I had collection releases planned out for the year, maybe they’ll happen, maybe they won’t. Exactly one year ago in February 2020 I started painting flowers. The florals were a response to the short, cold and dark days of winter that were dragging on. I needed color and sunshine. So I painted it. And then I spent almost an entire year painting flowers, evolving into a looser, more semi-abstract style. 

Deeann suggested in my consult to take my favorite floral and paint the same color scheme, pull the same elements and use the same techniques but to apply that to a landscape. I have a deep love of landscapes and that direction seems like it would make the most sense next. But, for reasons I can’t explain, I’m feeling a draw to take my figure and dancer sketches from the past and use them to propel into a study on the figure.

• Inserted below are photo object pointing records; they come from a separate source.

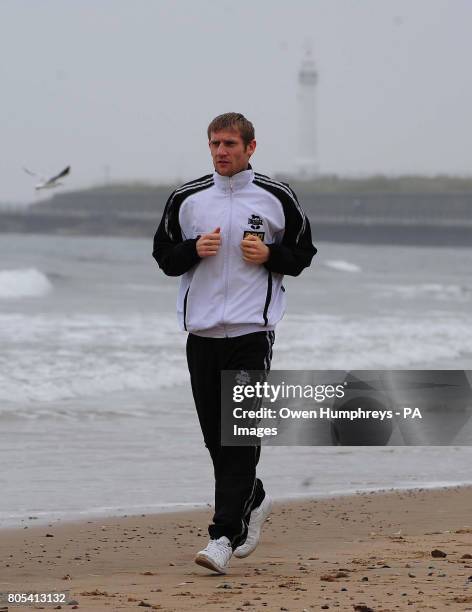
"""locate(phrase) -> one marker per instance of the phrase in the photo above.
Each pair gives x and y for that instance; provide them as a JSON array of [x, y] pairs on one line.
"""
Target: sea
[[96, 411]]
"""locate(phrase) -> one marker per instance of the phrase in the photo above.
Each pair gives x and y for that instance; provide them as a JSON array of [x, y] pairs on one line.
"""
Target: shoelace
[[219, 548]]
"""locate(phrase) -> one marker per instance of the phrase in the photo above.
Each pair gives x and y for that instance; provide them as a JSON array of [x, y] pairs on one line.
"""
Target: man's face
[[230, 154]]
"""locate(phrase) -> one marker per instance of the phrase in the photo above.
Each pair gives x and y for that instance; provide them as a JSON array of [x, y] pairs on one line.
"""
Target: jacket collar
[[235, 182]]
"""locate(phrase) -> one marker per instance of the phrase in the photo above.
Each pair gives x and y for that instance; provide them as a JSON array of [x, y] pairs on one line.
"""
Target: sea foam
[[21, 283]]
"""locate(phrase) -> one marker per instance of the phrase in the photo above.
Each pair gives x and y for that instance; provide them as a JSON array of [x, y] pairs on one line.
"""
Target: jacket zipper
[[185, 308], [228, 243], [268, 298]]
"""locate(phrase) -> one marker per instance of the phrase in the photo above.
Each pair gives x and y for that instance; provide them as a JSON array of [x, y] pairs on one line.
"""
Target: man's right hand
[[208, 244]]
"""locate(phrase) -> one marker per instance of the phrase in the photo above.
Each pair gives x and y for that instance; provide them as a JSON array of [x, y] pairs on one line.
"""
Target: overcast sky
[[125, 89]]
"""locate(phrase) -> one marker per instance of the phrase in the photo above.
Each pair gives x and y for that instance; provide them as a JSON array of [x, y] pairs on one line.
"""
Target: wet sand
[[370, 551]]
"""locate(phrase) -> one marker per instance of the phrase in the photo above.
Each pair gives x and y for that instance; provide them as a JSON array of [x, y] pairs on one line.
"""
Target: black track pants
[[237, 490]]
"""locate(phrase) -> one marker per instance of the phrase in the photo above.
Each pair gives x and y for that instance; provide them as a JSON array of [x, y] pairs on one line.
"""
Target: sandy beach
[[385, 551]]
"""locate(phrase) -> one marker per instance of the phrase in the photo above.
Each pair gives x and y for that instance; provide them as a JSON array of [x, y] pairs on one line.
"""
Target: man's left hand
[[254, 250]]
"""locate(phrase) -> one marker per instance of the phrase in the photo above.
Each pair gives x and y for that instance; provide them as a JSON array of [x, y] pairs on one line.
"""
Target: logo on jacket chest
[[255, 223]]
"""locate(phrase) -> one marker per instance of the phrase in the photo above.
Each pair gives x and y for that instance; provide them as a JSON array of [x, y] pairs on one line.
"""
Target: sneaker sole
[[246, 554], [205, 561]]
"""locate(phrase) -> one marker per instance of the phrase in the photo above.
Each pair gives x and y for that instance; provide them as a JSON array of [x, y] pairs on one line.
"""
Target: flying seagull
[[48, 183]]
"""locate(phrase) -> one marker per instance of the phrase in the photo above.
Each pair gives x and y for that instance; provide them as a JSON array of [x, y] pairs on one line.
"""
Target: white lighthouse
[[307, 165]]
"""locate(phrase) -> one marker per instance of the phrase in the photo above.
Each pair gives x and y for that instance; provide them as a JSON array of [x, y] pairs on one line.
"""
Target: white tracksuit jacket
[[224, 296]]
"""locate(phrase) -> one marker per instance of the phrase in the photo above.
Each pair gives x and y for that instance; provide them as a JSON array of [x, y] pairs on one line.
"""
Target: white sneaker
[[216, 555], [258, 516]]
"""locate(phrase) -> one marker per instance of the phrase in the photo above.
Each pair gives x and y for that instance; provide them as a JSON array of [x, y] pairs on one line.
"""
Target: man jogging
[[231, 236]]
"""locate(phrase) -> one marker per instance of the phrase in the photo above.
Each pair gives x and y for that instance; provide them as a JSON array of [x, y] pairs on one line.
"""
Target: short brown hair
[[235, 121]]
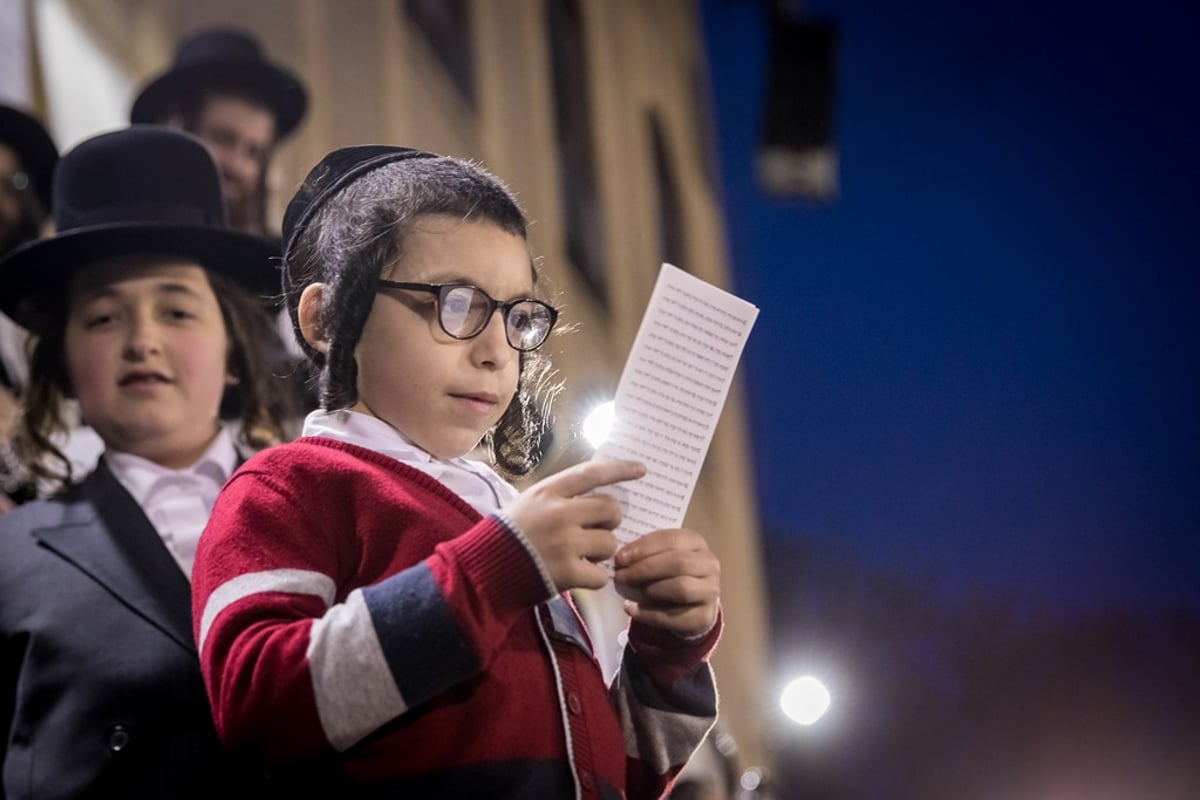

The original plan was to release a collection in March. But that’s pretty soon and I doubt I can get there with this new frame of mind. Rather than rush it, I’m already prepping myself to accept that I’m going to miss that deadline. But the payoff will be a beautiful collection that allowed a learning and growth that will help define my art, rather than a rushed collection. Maybe I’ll hit a stride and the paintings will flow and I’ll have a collection by March.I love it when that happens! But I’m not counting on it.

I have a lot of ideas for various subjects taking what I learned from the florals last year and building on that. I’m excited to dive in! And if you’ve read this far - thank you for coming along with my story. Here’s a sneak peak of the figure study, the sketch from a few years ago and the (work in process) painted version. Not all figures will be off those sketches, but it’s a starting point.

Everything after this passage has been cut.